The module declaration is the only new thing here:

module TaskDB
  ( TaskStatus(Done, NotDone)
  , Task
  , fetchFromDB
  ) where

This specifies exactly what is exported: TaskStates with its constructors Done and NotDone, Task with no constructors, and fetchFromDB, the only way with which we can get a Task outside our module at all. Instance declarations of an exported type are exported automatically.

Optionally, we can rewrite taskDecoder, taskStatusDecoder_row and stringDecoder_row using do-notation for applicatives:

taskDecoder :: Hasql.Decoders.Row Task
taskDecoder = do
  taskDescription <- Hasql.Decoders.column stringDecoder
  taskStatus <- Hasql.Decoders.column taskStatusDecoder
  return $ Task taskDescription taskStatus

This is functionally the same as our previous code, it's up to you to decide which notation you prefer.
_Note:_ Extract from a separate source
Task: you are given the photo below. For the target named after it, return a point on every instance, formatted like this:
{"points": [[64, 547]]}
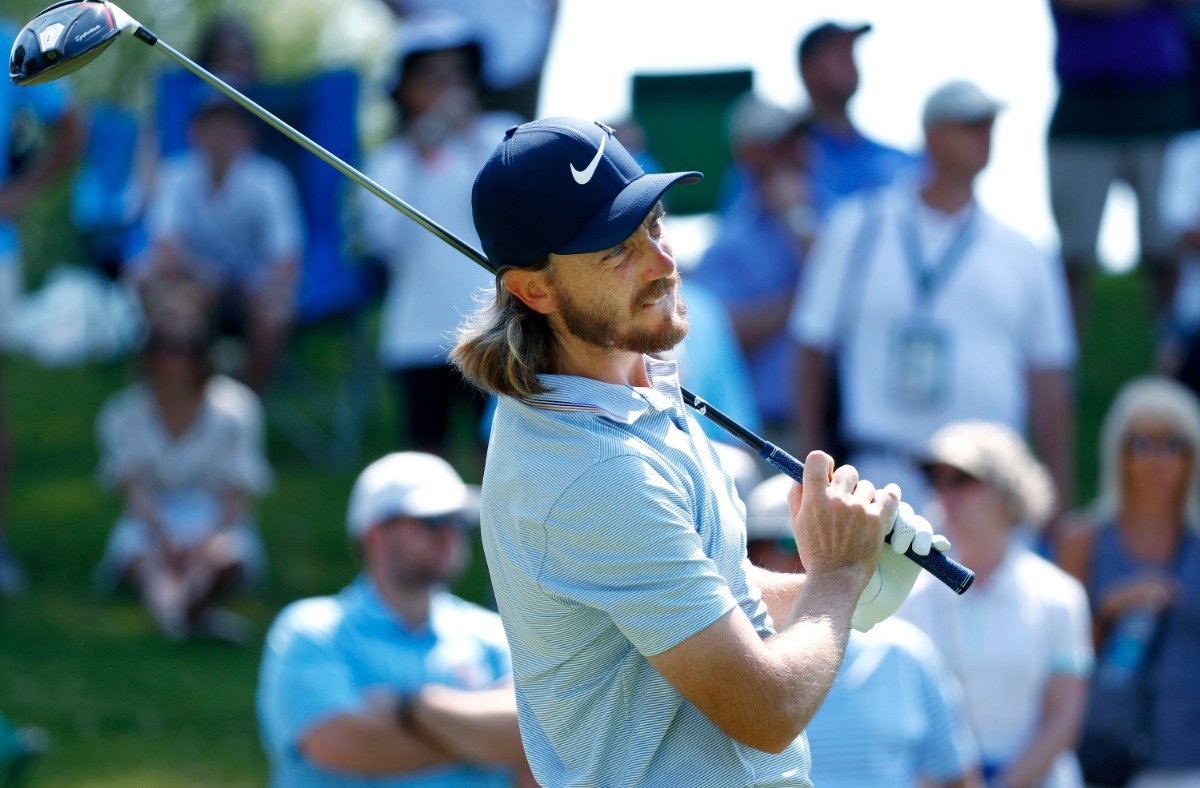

This leaves our ServerMain module short and sweet. But there's one more thing I'd like to change, I don't like having that naked run there, it's not descriptive enough. So we modify the Warp import declaration a bit:

src/ServerMain.hs

{-# LANGUAGE OverloadedStrings #-}

module ServerMain
    ( startServer
    ) where

import HTML (HTML, toHTML, toHTMLPage)
import TaskDB (Task)
import qualified TaskDB

import qualified Network.Wai.Handler.Warp as Warp (run)
import Network.Wai (Request, Response, ResponseReceived, responseLBS)
import Network.HTTP.Types.Status (status200)
import qualified Data.ByteString.Lazy.UTF8 as UTF8 (fromString)

startServer :: IO ()
startServer = do
  Warp.run 8080 requestHandler

requestHandler :: Request -> (Response -> IO ResponseReceived) -> IO ResponseReceived
requestHandler request respond =
  let
    htmlPage htmlAble = UTF8.fromString $ toHTMLPage htmlAble
    response tasks = responseLBS status200 [] $ htmlPage tasks
  in
    do
      taskList <- TaskDB.fetchFromDB
      respond $ response taskList

There's one more thing to do. Haskell has certain native typeclasses for which it can generate an instance automatically. Specifically, these are:

• Eq defines equality of values (implementing ==)
• Ord defines an order of values through (implementing <=)
• Show turns a value to a string based on its constructors
• Read, the inverse of Show
• Enum, lets the type act as an enumeration of potential values
• Bounded, which quite frankly I've never used
• Functor, which derives the fmap :: (a -> b) -> f a -> f b function, provided you have the right language extension. Only works for types with kind * -> *.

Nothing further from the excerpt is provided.